= Joseph Mangan =

American aerospace engineer

Joseph Mangan is an American aerospace engineer who, in 2004, was threatened with prison after telling European aviation authorities of his belief that the microprocessors controlling cabin pressurization valves in the new Airbus A380 might allow a sudden depressurization of the passenger cabin in flight—which, at normal cruising altitudes, could endanger the lives of people aboard the aircraft. A sudden loss of pressure at high altitudes can produce unconsciousness within seconds, followed eventually by death.

According to the European Aeronautic Defence and Space Company, all parties have ensured through the most varied control channels that there is no safety deficit with regard to the scenario, as described by Mangan in the final certificated aircraft.
All corresponding documents were reviewed and approved by European Aviation Safety Agency (EASA) and US Federal Aviation Administration (FAA).
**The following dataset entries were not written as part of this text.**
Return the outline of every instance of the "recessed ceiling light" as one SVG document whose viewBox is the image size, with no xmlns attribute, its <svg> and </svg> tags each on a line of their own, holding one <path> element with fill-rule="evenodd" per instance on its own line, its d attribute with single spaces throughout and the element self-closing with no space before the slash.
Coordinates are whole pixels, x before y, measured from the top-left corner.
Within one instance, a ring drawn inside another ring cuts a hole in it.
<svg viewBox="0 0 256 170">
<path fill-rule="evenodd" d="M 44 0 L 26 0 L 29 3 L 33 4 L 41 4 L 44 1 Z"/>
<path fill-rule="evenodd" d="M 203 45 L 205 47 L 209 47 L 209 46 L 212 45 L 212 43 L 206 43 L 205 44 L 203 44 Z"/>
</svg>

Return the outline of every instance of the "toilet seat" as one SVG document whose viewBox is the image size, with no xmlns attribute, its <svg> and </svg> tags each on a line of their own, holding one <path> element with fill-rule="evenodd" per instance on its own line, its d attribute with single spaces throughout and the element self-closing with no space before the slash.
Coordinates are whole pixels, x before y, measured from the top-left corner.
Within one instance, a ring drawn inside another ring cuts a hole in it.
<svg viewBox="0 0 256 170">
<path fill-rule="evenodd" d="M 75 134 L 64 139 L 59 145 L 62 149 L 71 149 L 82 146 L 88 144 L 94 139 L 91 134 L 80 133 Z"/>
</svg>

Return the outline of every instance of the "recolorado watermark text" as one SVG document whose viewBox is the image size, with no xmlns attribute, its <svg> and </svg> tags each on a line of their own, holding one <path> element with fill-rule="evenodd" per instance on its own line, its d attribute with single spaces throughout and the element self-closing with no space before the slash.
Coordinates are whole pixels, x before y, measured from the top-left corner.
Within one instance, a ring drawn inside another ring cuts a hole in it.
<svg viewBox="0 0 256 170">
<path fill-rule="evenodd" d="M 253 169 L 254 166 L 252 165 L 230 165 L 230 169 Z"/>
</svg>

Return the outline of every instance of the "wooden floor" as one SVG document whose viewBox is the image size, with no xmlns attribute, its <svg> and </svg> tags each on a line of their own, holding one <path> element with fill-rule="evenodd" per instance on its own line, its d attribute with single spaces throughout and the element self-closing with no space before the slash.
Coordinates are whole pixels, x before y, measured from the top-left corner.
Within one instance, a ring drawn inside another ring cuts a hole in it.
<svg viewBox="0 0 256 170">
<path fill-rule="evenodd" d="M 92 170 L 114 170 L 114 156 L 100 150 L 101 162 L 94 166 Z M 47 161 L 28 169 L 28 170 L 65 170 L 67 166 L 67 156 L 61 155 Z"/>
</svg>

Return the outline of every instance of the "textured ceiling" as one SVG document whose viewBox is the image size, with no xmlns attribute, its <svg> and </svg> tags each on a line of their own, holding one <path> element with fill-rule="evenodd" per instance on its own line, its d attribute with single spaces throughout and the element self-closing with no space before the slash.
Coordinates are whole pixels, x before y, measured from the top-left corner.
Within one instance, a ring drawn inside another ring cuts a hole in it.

The review process, incorporating the participation of Joseph Mangan, successfully finished in late 2006 when the Airbus A380 including the internal communication system and the microprocessors of the cabin pressure control system was certified by EASA and FAA.

Mangan's story is one of those featured in a 2007 French Documentary entitled Du côté des "anges" which translates to On the side of the "Angels" by Mattieu Verboud, which is about employees who break "the law of silence" to denounce acts of corruption or negligence in their companies.